Morningstar Analysts 

1 minutes de lecture

Au-delà des questions sur l’équilibre financier de l’Italie, les annonces du gouvernement font craindre une augmentation des créances douteuses.

«Nous n’avons pas peur des marchés, nous n’avons pas peur du spread» a déclaré le sénateur du mouvement italien 5 Etoiles Stefano Patuelli. Le rendement des obligations souveraines italiennes a pris 30 points de base à 3,2% et le cours des principales banques italiennes a chuté de 8%. Les gouvernements qui suivront seront obligés de réduire les dépenses publiques.

En mai, nous avions souligné combien la victoire de la coalition 5 Etoiles/La Ligue représentait un risque pour le secteur bancaire italien. Hier, le gouvernement de coalition a présenté un budget avec un déficit de 2,4% au cours des trois prochaines années. Il respecte la limite de 3% imposée par le traité de Maastricht et demandée par la BCE, mais le marché avait besoin d’un signal d’une plus grande modération des dépenses publiques.

Nous ne sommes pas non plus bien sûr des prévisions de croissance intégrées dans le budget italien. Or ce budget contient certaines des mesures les plus controversées du programme de coalition: abaissement de l’âge de départ à la retraite, revenu universel et diminution des impôts. Ce budget représente une défaite évidente pour les membres les plus centristes du gouvernement qui avaient défendu un budget plus en phase avec les attentes de la BCE.

Les banques italiennes devront augmenter leurs taux de prêt aux entreprises.

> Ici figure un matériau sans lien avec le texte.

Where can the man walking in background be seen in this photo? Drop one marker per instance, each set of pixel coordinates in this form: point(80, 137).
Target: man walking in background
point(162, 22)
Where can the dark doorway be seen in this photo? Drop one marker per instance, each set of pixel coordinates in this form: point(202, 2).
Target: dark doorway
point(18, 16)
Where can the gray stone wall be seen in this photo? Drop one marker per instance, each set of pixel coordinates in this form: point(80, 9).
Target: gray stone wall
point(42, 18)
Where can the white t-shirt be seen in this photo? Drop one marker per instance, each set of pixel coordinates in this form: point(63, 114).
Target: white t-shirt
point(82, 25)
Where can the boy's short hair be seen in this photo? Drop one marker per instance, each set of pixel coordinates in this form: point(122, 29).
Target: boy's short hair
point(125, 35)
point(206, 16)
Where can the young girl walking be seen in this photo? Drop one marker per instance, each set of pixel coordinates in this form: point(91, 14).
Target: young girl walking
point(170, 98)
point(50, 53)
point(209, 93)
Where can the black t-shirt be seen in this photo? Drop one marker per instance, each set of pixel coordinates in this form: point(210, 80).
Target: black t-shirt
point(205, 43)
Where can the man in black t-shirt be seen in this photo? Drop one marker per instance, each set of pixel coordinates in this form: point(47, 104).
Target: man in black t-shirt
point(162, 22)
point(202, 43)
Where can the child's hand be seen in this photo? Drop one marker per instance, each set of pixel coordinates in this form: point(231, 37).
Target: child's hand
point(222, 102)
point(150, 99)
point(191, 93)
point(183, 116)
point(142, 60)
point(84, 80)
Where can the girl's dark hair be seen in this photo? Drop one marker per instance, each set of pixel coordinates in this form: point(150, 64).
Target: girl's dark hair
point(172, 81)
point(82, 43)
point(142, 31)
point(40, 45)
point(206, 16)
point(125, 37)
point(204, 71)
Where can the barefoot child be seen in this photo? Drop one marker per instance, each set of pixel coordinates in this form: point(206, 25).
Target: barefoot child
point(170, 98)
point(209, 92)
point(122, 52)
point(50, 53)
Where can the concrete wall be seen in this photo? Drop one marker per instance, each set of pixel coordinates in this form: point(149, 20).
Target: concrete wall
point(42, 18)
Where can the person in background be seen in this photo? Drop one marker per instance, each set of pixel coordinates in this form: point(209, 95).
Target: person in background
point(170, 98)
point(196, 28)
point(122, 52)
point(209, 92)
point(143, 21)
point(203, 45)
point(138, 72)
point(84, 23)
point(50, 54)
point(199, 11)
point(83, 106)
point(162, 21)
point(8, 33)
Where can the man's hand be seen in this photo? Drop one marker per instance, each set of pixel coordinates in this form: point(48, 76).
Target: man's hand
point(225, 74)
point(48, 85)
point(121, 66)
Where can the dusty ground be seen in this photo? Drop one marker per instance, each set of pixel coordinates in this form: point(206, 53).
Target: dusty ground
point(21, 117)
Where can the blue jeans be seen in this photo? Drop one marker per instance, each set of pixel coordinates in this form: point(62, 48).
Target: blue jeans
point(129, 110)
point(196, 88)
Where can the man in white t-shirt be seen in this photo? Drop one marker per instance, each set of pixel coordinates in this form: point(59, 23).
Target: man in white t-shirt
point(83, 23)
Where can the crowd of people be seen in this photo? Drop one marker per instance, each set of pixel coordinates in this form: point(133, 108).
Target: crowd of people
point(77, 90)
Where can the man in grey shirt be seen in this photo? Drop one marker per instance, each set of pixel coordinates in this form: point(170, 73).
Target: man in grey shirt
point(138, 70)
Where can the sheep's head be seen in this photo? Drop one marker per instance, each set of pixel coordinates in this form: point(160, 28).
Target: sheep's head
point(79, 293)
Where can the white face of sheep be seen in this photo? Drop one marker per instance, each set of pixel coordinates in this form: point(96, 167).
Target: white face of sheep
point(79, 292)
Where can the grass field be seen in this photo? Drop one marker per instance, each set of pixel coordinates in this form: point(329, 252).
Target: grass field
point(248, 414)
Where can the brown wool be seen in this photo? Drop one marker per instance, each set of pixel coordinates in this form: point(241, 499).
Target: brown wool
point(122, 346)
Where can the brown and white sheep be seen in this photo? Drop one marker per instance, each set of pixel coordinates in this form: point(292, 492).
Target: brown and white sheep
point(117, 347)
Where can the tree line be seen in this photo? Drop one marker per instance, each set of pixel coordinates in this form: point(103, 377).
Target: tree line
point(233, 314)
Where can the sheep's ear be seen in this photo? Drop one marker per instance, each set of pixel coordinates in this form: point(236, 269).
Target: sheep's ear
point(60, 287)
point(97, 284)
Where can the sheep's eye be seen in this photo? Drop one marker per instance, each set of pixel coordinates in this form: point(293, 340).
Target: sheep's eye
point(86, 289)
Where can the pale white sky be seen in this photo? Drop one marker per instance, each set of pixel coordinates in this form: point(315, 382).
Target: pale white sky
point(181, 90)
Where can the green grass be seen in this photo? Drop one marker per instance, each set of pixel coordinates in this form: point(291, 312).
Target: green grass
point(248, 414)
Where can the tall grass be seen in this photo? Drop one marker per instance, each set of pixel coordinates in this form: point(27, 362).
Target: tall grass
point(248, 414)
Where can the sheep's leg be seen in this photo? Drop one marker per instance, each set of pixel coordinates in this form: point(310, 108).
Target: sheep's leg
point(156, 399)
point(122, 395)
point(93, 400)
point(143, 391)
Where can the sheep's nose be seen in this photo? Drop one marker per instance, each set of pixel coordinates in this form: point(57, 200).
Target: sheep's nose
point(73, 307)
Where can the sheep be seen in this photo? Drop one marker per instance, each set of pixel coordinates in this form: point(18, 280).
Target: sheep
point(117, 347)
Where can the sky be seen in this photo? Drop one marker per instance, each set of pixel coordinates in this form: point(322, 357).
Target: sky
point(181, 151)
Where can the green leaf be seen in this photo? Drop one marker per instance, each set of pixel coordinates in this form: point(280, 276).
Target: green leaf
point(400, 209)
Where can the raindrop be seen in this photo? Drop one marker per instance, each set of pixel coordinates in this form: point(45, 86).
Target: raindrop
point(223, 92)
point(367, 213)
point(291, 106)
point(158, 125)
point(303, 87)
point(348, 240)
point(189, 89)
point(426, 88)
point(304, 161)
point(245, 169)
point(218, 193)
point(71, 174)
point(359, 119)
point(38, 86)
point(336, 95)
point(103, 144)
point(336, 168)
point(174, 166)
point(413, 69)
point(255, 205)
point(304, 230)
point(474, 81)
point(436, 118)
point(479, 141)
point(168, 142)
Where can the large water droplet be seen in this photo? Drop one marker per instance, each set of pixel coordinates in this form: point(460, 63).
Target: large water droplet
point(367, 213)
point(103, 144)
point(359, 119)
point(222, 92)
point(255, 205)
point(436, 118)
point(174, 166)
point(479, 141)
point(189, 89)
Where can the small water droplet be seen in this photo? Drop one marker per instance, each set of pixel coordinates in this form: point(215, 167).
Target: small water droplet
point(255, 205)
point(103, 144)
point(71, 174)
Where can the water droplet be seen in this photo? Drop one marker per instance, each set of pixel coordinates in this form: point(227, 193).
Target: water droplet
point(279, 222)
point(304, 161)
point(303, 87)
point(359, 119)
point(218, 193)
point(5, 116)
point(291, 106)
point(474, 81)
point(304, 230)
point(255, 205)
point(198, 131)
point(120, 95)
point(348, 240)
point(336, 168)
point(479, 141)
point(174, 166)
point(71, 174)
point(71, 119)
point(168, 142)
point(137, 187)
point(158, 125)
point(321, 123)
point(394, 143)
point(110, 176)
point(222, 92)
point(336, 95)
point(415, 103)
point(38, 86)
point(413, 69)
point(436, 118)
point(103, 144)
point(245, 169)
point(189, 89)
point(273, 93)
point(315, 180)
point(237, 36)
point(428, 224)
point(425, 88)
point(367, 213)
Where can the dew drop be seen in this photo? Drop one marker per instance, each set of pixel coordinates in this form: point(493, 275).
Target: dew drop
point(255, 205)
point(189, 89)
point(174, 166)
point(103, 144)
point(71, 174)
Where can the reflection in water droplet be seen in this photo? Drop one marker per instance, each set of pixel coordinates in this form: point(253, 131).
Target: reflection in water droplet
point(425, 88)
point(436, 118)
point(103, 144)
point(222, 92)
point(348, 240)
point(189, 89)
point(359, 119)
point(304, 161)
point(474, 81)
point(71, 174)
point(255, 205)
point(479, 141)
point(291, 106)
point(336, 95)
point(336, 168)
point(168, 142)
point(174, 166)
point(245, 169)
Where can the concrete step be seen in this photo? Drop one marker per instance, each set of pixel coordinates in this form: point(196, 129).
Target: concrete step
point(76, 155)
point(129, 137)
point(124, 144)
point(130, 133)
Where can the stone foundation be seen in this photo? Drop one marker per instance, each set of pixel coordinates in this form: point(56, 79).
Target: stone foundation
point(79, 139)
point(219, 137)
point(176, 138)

La formation de nouvelles créances douteuses (NPL ou «Non Performing Loans») constitue la menace principale pour le secteur. Nous pensons que les banques italiennes devront augmenter leurs taux de prêt aux entreprises.

Notre principale crainte a toujours été une augmentation des créances douteuses. Au cours des 2 ou 3 années passées, un environnement économique bénin avait permis aux banques italiennes, en particulier Intesa et Unicredit, de déboucler et de se débarrasser d’une part significative de leurs portefeuilles de créances douteuses.

Avec une nouvelle augmentation de ces dernières, la capacité des banques italiennes à absorber de futures pertes requiert au contraire que le montant de ces créances déjà au bilan des banques diminue. Le risque est que le marché secondaire de ces créances devienne moins liquide.

A ce stade, nous maintenons néanmoins notre estimation de juste valeur et de rempart concurrentiel pour Intesa, Unicredit et Mediobanca.